ESPN probes Jeremy Lin's 'inner life,' while paying little or no attention to his soul

I think it's time for a short break from the Indiana wars, at least for a day. So what do you remember about "Linsanity"?

I am referring, of course, to those crazy weeks in 2012 when an unheralded point guard from Harvard University took over professional basketball, which is the kind of thing that can happen when you start playing out of your mind in Madison Square Garden wearing a Knicks jersey.

Jeremy Lin also received attention here at GetReligion because of the role that his Christian faith played in his life. Two headlines capture the tone  -- Sarah Pulliam Bailey's "Jeremy Lin, the Knick's Tim Tebow?" and a piece that I wrote, looking ahead, called "So, is Jeremy Lin a good fit in New York City?" One quote from the New York Times coverage says it all:

If Lin’s storybook week captured the imagination of New York City and the wider sports world, it hit the community of Christian Asian-Americans like a lightning bolt.

You get the picture. The world is not full of over-achieving evangelical Christians from Harvard who are also Asian-Americans and play point guard in New York City. So what happened? First he was traded to a city where, to be blunt about it, he was not as unusual -- playing for the Houston Rockets.
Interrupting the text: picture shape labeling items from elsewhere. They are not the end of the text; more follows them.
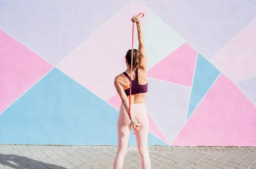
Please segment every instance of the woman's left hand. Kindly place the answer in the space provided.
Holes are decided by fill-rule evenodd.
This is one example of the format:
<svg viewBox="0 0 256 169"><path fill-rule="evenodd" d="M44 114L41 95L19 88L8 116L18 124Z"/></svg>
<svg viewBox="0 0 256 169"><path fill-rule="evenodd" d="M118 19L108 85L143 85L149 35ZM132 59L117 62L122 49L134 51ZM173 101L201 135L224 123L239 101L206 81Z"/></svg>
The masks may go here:
<svg viewBox="0 0 256 169"><path fill-rule="evenodd" d="M137 123L136 124L133 124L133 134L135 134L135 130L139 130L141 129L141 124Z"/></svg>
<svg viewBox="0 0 256 169"><path fill-rule="evenodd" d="M140 22L140 17L138 15L134 15L131 18L131 21L134 22Z"/></svg>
But then he was shipped to one of the darkest black holes in the current NBA universe, the rebuilding with little to build with Los Angeles Lakers.
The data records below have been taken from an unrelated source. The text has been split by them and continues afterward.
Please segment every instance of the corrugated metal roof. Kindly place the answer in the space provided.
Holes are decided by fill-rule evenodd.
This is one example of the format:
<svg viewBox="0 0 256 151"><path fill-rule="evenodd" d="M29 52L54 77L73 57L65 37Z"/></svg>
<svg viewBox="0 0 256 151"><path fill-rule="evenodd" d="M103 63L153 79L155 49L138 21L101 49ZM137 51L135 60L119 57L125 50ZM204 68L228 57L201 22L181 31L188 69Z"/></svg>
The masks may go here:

This brings us to the current ESPN: The Magazine feature on Lin, that ran under the massive double-decker headline: "Isolation Play -- It isn't Kobe's taunts or humiliating viral videos that have made this the toughest year of Jeremy Lin's life. It's the feeling that, as hard as he tries, he just doesn't fit in."

So while examining this young man's dark night of the soul, want to guess which part of the Lin story ESPN all but ignored?